When I am King – More Travel Edicts
I write this on the ride back to Maryland from Gotham, The Apple, Noo Yawk, the crowded, messy city of my birth. As noted in earlier posts, I like to sit by windows so I can watch the world scroll by outside. I also have one ass that fits in one seat. Airplane passengers understand this concept (except when they are in the waiting areas where they think the seat or two next to them is theirs as well).
This might be a northeast thing where we are all so aggressive and self-centered. If that’s the case, citizens from the more considerate parts of the Kingdom will have less to worry about.
Let’s start with how we do queues. I haven’t even gotten to my gate and the offenses start. Lines form in the terminal corridors in front of gate agents and fast food joints. Why do people think a line should always be straight away from the counter…even if it extends to the other side of the corridor? It’s a terminal. There are people who need to move in both directions…directly through your line. No one gets the idea that it would be easier for all if someone took the initiative to bend the line to the side and get out of everyone’s way.
Speaking of lines, you have to love how we board trains at Penn Station in Manhattan. When they post the gate number, passengers will begin to line up in front of the escalator that goes down to the track…straight across the entire concourse, of course. When the escalator is open for business, then the rest of the passengers loitering around the terminal immediately rush the entrance. The scene looks like a 50-foot sperm cell…fat in the front and trailing off to a thin tail, where the good doobies who respected the line are. No way to treat your future king.

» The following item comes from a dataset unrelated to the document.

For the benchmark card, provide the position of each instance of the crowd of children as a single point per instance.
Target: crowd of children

In the waiting area, it's one thing to spread out when there’s only a handful of passengers around. But when the terminal is crowded and people are looking for a place to sit, pretending to be sleeping or (worse) being totally oblivious of the people in need around you is just plain rude. More than once I have seen guys sitting in one seat with their stuff piled on not one, but TWO more seats.

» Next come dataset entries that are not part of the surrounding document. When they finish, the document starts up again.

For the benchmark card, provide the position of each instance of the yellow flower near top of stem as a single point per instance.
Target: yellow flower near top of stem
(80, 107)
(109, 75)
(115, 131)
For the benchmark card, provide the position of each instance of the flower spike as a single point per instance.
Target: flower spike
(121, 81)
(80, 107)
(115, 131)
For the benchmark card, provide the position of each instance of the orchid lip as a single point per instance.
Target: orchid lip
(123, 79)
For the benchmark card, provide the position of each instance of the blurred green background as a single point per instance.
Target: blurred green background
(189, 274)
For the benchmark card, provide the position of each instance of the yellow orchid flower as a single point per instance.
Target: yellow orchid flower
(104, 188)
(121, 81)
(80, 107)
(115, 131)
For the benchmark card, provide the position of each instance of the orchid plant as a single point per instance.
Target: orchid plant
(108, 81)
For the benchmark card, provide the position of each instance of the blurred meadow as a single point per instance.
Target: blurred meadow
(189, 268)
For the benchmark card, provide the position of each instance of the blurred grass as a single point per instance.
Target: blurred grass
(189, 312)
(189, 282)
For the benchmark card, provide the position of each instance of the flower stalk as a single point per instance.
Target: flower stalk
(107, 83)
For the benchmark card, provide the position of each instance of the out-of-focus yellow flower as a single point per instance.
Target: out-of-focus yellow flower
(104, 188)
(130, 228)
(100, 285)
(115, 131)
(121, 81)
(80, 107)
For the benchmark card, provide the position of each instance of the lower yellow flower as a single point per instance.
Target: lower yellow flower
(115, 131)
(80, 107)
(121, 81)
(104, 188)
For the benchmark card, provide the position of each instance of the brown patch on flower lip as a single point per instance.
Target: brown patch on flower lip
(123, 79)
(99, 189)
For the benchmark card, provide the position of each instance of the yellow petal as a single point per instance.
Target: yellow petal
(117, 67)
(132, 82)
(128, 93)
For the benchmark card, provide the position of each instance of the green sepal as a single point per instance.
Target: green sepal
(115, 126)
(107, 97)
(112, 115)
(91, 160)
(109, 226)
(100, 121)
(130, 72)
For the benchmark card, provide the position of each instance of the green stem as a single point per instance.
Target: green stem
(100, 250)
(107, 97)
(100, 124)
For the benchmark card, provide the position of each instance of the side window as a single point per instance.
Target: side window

Train passengers seem to be especially inconsiderate when it comes to seating. The following literally describes what I see right now. It’s like a primer on the many forms of rude behaviors. In the space in front of me, a woman has turned her two seats into a nest as she sits against the window with her feet and stuff spread out across the two seats. The guy across from her is “sleeping” in the aisle seat with his backpack on the floor of the empty window seat next to him. That’s two ways to discourage anyone from taking that seat. Across from me is the industrious worker bee guy with his computer on the tray in front but the empty isle seat has papers, calculator, smart phone, etc. He needs that seat to be his desk. Behind him is another sleeper chick who also prefers to use her backpack as a pillow rather than store it overhead.

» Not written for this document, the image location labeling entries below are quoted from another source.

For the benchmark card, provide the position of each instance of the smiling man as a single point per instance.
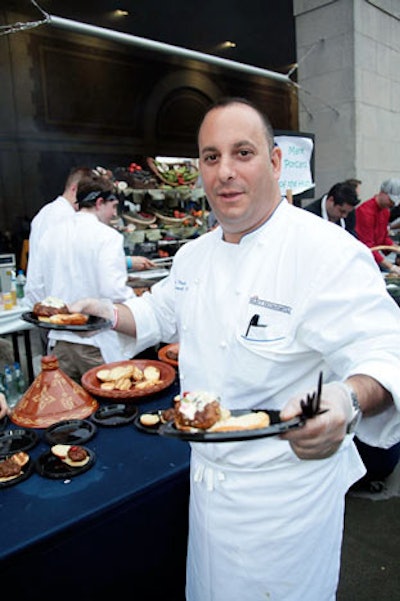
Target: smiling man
(260, 305)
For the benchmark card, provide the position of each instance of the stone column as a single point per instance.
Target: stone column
(348, 55)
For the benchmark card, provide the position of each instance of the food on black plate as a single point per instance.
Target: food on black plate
(72, 455)
(11, 467)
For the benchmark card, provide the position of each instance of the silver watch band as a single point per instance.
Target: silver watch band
(357, 414)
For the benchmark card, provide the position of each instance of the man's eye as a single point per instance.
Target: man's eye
(245, 153)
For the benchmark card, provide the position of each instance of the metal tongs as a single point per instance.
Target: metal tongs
(311, 406)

New Rule – One Ass – One Seat. If you really don’t want another person next to you, buy another ticket. If you want to lie down or spread your stuff next to you, buy another ticket. Seats are for people, not stuff.
I see this a lot. Even if their assigned seat is in the back of the plane, some folks put their bags in the first empty space they see in the front. That’s almost as bad as the yahoos who think it’s OK to drag onto the plane a stuffed roll-aboard AND briefcase AND shopping bag AND backpack AND food purchase. A few years ago, I complained about a certain airline but I must credit them for actually enforcing their quaint ‘if-your-bag-doesn’t-fit-in-this-box, -you-must-check-it’ rule. At least I saw a gate agent do it that one time. I’m guessing she no longer works for the airline.